The large quantity of data has forced physicists to reduce data amounts, which they do by looking at small portions of the data at the time, making the process long and slow before true insight is found.
But what if you could scan the entire haystack at once to find the proverbial needle? That’s the question Daldorff and Mohammadi sought to answer when they looked to the commercial data warehouse industry for solutions to search, categorize and filter the large amount of solar research data from plasma simulations Daldorff had conducted for NASA.
There are still many open questions surrounding solar magnetic loops associated with solar spots, which contribute to a considerable increase in X-ray and ultraviolent radiation from the outer solar atmosphere and into the upper atmosphere of the Earth. The phenomena can be seen in this video clip released by NASA’s Heliophysics Science Division as part of the Solar Dynamics Observatory project.

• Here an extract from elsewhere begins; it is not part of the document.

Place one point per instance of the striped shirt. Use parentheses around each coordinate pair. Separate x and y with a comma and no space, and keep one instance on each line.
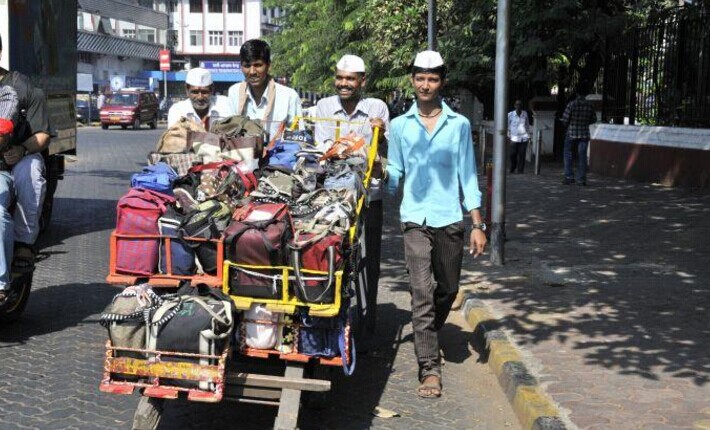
(578,116)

The astrophysicist community speculates that a phenomenon called “magnetic reconnection” occurs when these powerful arches are created. It’s this moment in the data that researchers like Daldorff and Mohammadi want to identify both spatially and in time–or both where and when.
The duo use statistical methods that frequently are used in data warehouses and by analysts at companies to study human behavior–for example, customers–or scientific data, in this case coronal loops. These are analytical methods that combine computational power and statistics to turn information into insight. These standardized methods, widely used in the business world, suddenly find use for a completely different type of data.
As for analytical tools, they have been using SAS’ Visual Analytics platform–a Big Data reporting and explorative tool that works in-memory. Many of the statistical methods employed by SAS Visual Analytics also are standardized statistical methods used in numerous data warehouses.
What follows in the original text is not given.